Sharda Ugra is senior editor at ESPNcricinfo
Johannesburg, September 24, 2007. The Wanderers had witnessed gripping cricket contests over 51 years, but this one was out of the ordinary. The most intense rivalry in modern cricket playing out in the final of the coming-out event in the game's newest, shortest format. And it was down to a frenetic, hyper-charged final over. Thirteen needed for Pakistan to win the first ever World T20. One wide, one dot, 12 off five and a thunderous six by Misbah-ul-Haq off a full toss from Joginder Sharma, a surprise choice to bowl the final over.

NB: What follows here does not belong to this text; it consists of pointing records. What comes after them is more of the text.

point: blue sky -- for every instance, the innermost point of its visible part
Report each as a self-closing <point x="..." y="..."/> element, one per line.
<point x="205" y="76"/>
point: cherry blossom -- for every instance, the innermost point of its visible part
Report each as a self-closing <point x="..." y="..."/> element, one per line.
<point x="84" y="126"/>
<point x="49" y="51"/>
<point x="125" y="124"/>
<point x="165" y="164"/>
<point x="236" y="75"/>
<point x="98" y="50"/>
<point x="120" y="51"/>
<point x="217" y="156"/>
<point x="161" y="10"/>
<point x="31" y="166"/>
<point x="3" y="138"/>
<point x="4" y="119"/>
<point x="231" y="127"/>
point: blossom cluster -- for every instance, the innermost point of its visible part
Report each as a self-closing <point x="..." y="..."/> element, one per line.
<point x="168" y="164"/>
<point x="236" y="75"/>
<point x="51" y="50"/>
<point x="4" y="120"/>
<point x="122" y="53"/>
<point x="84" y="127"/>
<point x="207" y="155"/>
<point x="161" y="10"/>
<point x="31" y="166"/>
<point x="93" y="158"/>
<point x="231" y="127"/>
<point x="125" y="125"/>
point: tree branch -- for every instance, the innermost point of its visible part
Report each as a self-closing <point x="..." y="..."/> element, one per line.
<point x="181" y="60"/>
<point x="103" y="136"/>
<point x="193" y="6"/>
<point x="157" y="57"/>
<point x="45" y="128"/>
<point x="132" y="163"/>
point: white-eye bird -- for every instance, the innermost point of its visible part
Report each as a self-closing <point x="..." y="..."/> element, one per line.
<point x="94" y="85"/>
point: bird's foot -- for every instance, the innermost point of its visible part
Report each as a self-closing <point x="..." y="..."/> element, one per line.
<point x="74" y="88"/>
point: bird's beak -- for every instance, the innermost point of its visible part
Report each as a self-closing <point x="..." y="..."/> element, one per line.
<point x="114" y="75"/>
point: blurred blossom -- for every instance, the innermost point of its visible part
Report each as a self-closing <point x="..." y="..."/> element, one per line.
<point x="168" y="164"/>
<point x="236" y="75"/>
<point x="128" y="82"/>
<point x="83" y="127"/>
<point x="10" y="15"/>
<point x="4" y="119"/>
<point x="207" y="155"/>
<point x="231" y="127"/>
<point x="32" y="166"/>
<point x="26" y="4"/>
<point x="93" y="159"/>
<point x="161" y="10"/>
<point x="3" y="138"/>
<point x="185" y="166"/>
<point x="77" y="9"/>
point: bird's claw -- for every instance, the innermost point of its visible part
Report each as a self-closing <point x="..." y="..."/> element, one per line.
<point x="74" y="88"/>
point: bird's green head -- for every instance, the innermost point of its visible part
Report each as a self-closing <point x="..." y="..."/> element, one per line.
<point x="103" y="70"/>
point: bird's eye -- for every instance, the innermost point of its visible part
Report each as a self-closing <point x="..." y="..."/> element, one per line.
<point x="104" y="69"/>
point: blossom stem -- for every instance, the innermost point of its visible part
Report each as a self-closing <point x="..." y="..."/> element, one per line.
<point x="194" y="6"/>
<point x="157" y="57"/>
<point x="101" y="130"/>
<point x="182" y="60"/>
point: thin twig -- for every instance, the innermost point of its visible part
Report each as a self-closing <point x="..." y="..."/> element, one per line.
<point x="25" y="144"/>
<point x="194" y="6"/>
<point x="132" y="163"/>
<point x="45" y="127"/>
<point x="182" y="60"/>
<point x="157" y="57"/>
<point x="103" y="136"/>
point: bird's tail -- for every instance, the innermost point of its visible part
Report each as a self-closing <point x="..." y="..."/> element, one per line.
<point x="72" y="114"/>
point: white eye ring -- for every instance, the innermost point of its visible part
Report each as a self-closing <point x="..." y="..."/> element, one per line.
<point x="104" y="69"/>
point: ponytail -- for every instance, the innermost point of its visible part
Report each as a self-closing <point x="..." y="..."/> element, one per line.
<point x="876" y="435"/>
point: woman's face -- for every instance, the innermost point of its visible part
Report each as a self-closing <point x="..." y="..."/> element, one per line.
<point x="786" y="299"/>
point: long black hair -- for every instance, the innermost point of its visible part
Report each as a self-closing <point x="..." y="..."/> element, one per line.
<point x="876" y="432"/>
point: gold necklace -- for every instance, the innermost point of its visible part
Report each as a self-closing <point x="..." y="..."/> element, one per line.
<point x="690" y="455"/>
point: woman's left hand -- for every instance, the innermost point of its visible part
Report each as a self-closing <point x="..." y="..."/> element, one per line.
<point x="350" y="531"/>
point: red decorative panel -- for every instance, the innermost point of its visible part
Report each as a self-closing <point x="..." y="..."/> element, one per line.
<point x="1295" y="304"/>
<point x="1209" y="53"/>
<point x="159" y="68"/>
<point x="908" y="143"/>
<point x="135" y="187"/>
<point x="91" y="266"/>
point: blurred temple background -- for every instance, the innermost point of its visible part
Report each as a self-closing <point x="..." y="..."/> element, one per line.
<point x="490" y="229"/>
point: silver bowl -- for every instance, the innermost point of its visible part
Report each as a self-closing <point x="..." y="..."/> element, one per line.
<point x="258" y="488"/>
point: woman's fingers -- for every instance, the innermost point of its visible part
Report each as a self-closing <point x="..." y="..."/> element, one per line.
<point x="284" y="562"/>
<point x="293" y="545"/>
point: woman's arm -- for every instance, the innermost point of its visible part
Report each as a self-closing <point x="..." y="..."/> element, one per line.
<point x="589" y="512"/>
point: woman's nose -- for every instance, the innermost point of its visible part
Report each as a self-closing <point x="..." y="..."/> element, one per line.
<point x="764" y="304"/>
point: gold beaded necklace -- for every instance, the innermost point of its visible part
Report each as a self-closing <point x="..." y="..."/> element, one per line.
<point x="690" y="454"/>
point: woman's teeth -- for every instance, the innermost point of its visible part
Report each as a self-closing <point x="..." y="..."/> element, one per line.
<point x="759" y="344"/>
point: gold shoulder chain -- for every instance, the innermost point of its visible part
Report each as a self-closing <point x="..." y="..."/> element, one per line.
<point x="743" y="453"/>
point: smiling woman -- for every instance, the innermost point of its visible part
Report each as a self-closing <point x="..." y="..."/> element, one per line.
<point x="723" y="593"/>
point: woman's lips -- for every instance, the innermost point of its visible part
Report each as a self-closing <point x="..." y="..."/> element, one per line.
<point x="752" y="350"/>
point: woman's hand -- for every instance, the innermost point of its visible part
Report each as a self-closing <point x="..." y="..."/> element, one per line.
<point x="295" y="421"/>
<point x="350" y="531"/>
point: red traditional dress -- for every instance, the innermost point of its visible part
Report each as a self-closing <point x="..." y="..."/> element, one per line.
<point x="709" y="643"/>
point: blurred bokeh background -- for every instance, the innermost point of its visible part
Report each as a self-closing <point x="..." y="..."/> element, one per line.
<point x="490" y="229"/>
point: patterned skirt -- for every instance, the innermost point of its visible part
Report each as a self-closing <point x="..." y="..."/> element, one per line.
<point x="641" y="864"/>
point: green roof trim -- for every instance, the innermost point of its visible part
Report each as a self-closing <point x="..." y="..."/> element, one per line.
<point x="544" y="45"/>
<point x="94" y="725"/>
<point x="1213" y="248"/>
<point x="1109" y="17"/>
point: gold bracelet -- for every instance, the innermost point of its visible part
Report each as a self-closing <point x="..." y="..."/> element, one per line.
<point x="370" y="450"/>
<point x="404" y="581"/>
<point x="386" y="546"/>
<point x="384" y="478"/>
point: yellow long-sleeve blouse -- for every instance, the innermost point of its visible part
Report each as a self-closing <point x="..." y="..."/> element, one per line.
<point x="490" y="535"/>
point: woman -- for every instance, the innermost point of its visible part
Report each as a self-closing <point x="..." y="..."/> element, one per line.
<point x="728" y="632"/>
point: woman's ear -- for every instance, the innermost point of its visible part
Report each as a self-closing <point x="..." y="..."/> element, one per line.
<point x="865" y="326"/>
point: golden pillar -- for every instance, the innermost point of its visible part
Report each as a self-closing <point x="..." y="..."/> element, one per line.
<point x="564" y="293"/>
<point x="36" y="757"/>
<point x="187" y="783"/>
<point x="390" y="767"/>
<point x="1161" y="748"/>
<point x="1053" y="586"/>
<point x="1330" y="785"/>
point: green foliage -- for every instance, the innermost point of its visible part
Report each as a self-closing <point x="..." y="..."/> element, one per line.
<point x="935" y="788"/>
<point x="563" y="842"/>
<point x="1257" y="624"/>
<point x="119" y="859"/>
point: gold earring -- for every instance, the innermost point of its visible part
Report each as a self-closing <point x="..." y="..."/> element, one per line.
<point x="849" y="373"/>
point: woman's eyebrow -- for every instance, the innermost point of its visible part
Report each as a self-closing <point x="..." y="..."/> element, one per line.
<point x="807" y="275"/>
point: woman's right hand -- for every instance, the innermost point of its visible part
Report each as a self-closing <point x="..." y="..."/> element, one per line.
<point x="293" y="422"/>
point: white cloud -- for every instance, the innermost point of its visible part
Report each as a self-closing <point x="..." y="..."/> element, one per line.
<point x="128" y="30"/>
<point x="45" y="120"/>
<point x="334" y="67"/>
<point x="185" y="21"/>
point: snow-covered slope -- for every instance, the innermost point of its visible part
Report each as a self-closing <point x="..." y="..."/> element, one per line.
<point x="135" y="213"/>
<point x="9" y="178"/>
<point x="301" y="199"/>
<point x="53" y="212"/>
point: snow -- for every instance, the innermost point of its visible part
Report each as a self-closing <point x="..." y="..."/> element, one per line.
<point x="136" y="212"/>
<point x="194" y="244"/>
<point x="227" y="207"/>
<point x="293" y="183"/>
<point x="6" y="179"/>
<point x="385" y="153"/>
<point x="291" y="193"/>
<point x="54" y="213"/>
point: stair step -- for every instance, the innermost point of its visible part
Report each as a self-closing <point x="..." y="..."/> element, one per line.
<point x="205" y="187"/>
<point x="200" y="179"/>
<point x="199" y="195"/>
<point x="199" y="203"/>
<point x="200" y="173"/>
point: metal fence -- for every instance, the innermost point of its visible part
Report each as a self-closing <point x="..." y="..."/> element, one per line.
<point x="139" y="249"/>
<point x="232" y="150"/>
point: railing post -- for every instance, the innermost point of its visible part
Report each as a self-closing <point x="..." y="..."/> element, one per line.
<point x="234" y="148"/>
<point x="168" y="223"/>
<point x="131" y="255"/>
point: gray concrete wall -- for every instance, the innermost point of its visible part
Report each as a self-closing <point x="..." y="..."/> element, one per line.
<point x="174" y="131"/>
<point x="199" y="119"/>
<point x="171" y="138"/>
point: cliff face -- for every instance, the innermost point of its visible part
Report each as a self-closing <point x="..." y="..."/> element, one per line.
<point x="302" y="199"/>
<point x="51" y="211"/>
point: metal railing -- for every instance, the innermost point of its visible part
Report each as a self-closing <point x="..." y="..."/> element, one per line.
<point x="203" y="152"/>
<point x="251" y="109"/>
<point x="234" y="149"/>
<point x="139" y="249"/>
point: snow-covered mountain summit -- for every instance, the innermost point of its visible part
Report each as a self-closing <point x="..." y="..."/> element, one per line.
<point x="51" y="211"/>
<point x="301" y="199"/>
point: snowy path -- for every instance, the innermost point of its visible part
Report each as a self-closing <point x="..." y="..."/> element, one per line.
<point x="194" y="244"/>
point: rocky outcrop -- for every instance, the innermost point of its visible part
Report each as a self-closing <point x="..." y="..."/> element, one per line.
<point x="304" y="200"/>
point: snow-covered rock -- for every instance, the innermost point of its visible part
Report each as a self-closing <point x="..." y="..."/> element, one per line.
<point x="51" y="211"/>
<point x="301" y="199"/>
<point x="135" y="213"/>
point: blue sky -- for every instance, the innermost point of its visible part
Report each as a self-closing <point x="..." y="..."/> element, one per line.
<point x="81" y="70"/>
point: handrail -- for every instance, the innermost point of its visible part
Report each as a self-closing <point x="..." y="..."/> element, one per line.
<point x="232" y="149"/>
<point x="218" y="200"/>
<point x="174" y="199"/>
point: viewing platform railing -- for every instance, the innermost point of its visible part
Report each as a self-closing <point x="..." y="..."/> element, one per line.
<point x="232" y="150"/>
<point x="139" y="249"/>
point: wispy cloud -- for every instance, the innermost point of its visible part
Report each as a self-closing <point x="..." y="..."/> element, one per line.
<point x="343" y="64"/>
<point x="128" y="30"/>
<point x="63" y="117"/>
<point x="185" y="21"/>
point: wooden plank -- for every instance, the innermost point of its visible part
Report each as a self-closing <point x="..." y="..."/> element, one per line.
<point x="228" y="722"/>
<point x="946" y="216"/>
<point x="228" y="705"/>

Rival packs of fans were consumed by a wild madness. From 77 for 6 in the 12th over, Misbah had steered Pakistan to within a clean strike of a global cricket title - if they won, it would be their first since the 1992 World Cup and the Austral-Asia Cup in 1994. His was a methodically weighted 43, with bold blows struck at key moments.
Sharma, the most medium of pacers, said later he knew Misbah would go for the scoop or the lap shot. A fraction of a pause in his final delivery stride helped him cut the pace, alter the length and follow the batsman. Misbah, committed, trapped, could only spoon the ball into the air. Sreesanth at fine leg, brought in, completed the catch, delirium followed, and Misbah was on his haunches in despair.
The rippling echo of that last ball was to change world cricket forever. A dramatic final with a dream finish meant India was suddenly besotted by the three-hour thrillfest of T20. Four months to the day, eight franchises were sold and the first Indian Premier League was set in motion.